Semi-soft – Pliable and flavored of fresh milk, these range from mild to pungent and fruity to bitter. Go for Beer Käse or Edam. Pair with: Fruity, acidic whites or fruity reds like Dornfelder, Spätburgunder, Pinot Noir.

Semi-hard, medium aged to hard, aged – Ranging in ages from two weeks to a few years, these varieties vary from nutty, fruity, salty, sharp or sweet, some with a delightful granular crystallization and exceptional melting capacity. Go with Comté, Gouda or aged Gouda, Parmigiano Reggiano, Oussau-Iraty, Havarti, Emmental, Pecorino, Manchego, or the beautiful Irish Porter, an aged cheddar marbled with porter beer. Pair with: Medium to full-bodied whites like Chardonnay, Riesling; bold reds, such as Syrah, Zinfandel, Cabernet Sauvignon, Rioja, Merlot, as well as ports and sherries.

Stinky (washed-rind) – Beneficial bacteria and salt baths give these cheeses smelly, orange-tinted rinds and tangy, creamy, rich interiors and flavors. Favorites include Langres, Taleggio, Époisses (the king of stink, it’s actually banned from the French metro), Morbier and Trou du Cru. Pair with: Fruity whites that don’t compete, such as young Riesling, Gewürztraminer, Sauternes; fruity reds including red Burgundy, Pinot Noir.
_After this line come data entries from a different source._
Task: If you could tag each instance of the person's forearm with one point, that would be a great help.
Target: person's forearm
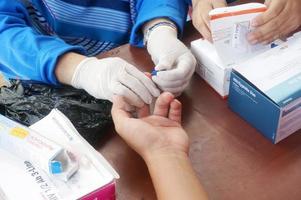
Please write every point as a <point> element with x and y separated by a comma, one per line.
<point>173,177</point>
<point>66,66</point>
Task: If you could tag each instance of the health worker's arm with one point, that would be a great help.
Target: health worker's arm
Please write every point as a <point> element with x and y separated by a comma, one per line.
<point>281,18</point>
<point>25,53</point>
<point>159,24</point>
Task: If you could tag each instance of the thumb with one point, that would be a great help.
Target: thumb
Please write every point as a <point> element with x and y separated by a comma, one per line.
<point>165,63</point>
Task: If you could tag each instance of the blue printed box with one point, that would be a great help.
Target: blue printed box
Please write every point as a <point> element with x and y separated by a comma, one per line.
<point>266,91</point>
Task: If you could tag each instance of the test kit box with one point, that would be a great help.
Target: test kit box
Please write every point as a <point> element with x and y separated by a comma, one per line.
<point>210,67</point>
<point>23,179</point>
<point>266,90</point>
<point>229,28</point>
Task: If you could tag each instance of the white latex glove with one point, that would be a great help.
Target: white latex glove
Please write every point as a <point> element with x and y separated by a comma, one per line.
<point>103,78</point>
<point>172,56</point>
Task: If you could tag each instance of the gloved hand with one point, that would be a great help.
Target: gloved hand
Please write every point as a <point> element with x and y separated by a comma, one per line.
<point>172,58</point>
<point>103,78</point>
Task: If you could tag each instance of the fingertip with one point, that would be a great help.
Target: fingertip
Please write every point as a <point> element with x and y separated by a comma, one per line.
<point>168,96</point>
<point>149,75</point>
<point>254,22</point>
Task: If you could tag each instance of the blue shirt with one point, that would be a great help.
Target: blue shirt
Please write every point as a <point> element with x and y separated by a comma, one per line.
<point>35,33</point>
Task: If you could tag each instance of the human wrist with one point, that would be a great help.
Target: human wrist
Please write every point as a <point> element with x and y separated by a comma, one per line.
<point>154,156</point>
<point>79,72</point>
<point>66,66</point>
<point>159,23</point>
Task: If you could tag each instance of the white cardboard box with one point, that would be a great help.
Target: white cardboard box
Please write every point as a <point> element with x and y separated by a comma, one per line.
<point>210,67</point>
<point>229,26</point>
<point>95,178</point>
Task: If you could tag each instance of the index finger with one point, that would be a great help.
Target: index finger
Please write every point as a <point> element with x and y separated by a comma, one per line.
<point>119,109</point>
<point>274,9</point>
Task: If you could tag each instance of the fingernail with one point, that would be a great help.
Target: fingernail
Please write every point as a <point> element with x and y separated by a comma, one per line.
<point>251,39</point>
<point>254,23</point>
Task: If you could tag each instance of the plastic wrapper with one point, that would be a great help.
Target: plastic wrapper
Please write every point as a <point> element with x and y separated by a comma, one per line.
<point>27,102</point>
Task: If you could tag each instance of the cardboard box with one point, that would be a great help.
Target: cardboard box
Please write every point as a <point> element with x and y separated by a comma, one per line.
<point>22,179</point>
<point>210,67</point>
<point>266,90</point>
<point>229,27</point>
Blue – These penicillium-injected, blue-veined and mottled varieties range from mild to intense, with a texture from creamy, crumbly to hard. Go with light Bavaria Blu, triple-creamy Cambozola, to strong and bold Stilton, Gorgonzola or Roquefort. Pair with: Sweet wines like Gewürztraminer, Auslese Riesling and Chenin Blanc; also consider port, sherry or Eis wine to complement. Avoid dry red wines.

SERVING AND PLATING

  • Be creative for the platter. Use a vintage German round bread board, found at most flea markets or on-base bazaars. Another great find at the bazaar (or local vineyard) is the round oak lid to a wine barrel. A nice-sized piece of marble makes a beautiful serving piece, as do olivewood cutting boards found during Christmas markets and seasonal arts and crafts fairs. Or, a simple butcher block cutting board makes a simple, tasteful display, as do silver-plate or porcelain china platters.

  • Allow cheeses to come to room temperature before serving, and space the cheeses so there is ample room for guests to easily cut portions. Allow each cheese its own serving knife, and let guests know what kind of cheese they are eating by creating little name flags on appetizer sticks and pierce through each variety.

  • Place crackers and breads in separate bowls, keeping bread warm and covered with a towel.

  • Savory sides can include assorted Spanish and Greek olives, caperberries, roasted sweet red peppers, blanched asparagus, spicy mustards and slices of cured meats and sausages.

  • Sweet sides can include fruits such as grapes, slices of fresh melon, figs, pears, dried cherries, toasted almonds, walnuts and hazelnuts, flavored honey, plum and apricot preserves, balsamic spiced mustard and jalapeno jelly.

  • Remember to have fun with your choices. And if all else fails or you feel overwhelmed, a crisp Riesling, bubbly Champagne or fruity Spätburgunder (Pinot Noir) pairs well with most fresh, mild, creamy and rich cheeses. Don’t despair — your guests will appreciate your effort, creativity and generosity.